Prima il Ministero della Salute ha emanato solo ad agosto il decreto sulle Commissioni d’Albo già pronto a febbraio. Poi il 21 settembre la Federazione nazionale Ordini TSRM-PSTRP ci convoca in una seduta straordinaria, lunga quanto inconcludente, per presentarci un regolamento elettorale scritto insieme al CONAPS del quale chissà quando vedremo mai la fine.
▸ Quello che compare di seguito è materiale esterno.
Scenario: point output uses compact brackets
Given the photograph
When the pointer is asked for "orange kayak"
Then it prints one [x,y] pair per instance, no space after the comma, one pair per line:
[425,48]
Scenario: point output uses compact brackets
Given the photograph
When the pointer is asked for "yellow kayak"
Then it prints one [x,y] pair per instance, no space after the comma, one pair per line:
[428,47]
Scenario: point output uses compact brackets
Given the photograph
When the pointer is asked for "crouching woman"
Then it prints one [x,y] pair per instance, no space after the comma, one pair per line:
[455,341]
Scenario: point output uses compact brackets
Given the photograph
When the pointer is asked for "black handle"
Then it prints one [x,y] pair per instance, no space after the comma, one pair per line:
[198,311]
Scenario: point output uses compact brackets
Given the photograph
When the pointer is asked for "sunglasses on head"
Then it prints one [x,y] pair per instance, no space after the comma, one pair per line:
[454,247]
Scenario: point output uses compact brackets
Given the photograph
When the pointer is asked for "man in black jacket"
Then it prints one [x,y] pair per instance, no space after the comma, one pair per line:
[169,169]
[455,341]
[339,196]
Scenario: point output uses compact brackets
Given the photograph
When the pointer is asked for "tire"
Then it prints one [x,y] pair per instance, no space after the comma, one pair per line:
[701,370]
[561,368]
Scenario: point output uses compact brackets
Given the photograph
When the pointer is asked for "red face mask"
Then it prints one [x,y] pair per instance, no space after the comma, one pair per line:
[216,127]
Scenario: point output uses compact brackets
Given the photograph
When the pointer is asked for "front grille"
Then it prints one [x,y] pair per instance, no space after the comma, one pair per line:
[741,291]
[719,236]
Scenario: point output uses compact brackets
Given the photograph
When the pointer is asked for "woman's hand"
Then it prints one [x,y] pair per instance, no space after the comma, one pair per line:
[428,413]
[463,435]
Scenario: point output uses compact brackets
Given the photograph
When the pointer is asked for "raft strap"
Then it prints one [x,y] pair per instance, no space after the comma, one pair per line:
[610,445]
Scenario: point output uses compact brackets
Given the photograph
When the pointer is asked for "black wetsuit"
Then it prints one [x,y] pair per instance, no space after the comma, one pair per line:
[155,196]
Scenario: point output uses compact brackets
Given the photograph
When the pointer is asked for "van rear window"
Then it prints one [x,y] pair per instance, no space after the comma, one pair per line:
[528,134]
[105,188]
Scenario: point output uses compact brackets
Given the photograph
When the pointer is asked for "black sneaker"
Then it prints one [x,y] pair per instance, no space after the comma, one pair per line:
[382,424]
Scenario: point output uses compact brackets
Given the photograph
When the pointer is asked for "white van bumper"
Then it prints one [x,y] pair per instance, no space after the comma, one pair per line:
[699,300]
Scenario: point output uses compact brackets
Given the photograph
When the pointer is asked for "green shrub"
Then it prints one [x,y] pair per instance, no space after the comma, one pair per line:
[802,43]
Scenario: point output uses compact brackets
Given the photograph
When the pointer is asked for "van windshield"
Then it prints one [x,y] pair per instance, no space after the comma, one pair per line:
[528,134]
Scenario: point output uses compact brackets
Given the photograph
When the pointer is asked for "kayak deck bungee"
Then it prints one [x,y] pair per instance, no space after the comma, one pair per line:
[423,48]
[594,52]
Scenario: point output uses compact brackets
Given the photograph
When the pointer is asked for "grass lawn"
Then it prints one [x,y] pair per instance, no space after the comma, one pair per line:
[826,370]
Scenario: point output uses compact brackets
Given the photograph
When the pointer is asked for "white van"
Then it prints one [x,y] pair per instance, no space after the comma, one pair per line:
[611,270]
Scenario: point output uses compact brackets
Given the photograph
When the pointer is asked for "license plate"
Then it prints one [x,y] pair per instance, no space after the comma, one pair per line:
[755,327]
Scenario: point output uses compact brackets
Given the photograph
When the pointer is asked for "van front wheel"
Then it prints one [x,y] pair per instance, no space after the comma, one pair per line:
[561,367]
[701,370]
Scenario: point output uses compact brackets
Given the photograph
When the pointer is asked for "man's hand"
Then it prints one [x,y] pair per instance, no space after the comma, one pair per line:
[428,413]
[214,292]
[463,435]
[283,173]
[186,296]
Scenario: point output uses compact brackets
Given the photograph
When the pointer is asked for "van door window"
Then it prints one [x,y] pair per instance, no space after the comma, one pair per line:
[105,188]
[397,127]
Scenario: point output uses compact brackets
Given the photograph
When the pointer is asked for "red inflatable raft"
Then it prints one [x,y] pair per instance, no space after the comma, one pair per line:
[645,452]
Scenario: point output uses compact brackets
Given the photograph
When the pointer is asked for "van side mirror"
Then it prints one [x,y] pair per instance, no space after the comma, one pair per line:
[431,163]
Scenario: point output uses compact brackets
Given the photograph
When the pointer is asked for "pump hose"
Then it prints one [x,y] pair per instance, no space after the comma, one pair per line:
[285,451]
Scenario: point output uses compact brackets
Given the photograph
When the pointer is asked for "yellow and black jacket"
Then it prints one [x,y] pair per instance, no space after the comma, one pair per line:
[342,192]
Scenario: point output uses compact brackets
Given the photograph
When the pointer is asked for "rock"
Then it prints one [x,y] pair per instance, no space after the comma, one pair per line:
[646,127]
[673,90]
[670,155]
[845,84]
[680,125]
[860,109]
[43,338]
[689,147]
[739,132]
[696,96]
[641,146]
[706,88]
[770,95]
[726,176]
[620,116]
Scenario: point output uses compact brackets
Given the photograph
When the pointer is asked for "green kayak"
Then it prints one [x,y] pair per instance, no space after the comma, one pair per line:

E per chiudere in bellezza, il regolamento elettorale incompiuto è diventato l’ulteriore elemento per non eleggere le Commissioni d’Albo.
Con 250 mila euro in media per ogni Ordine, si può aspettare. Anche con il rischio reale di andare oltre dicembre: occorrono infatti almeno 5 settimane dal momento dell’invio degli inviti per l’assemblea elettorale al giorno del voto in terza convocazione. L’alternativa è non fare nessuna campagna elettorale!

Eppure gli elementi per andare a votare ci sono tutti. A Foggia le elezioni si terranno a novembre (leggere qui). Anche se, ancora una volta, i rappresentanti nelle sedute di laurea autunnali (400€ ciascuno) saranno ad appannaggio delle AMR.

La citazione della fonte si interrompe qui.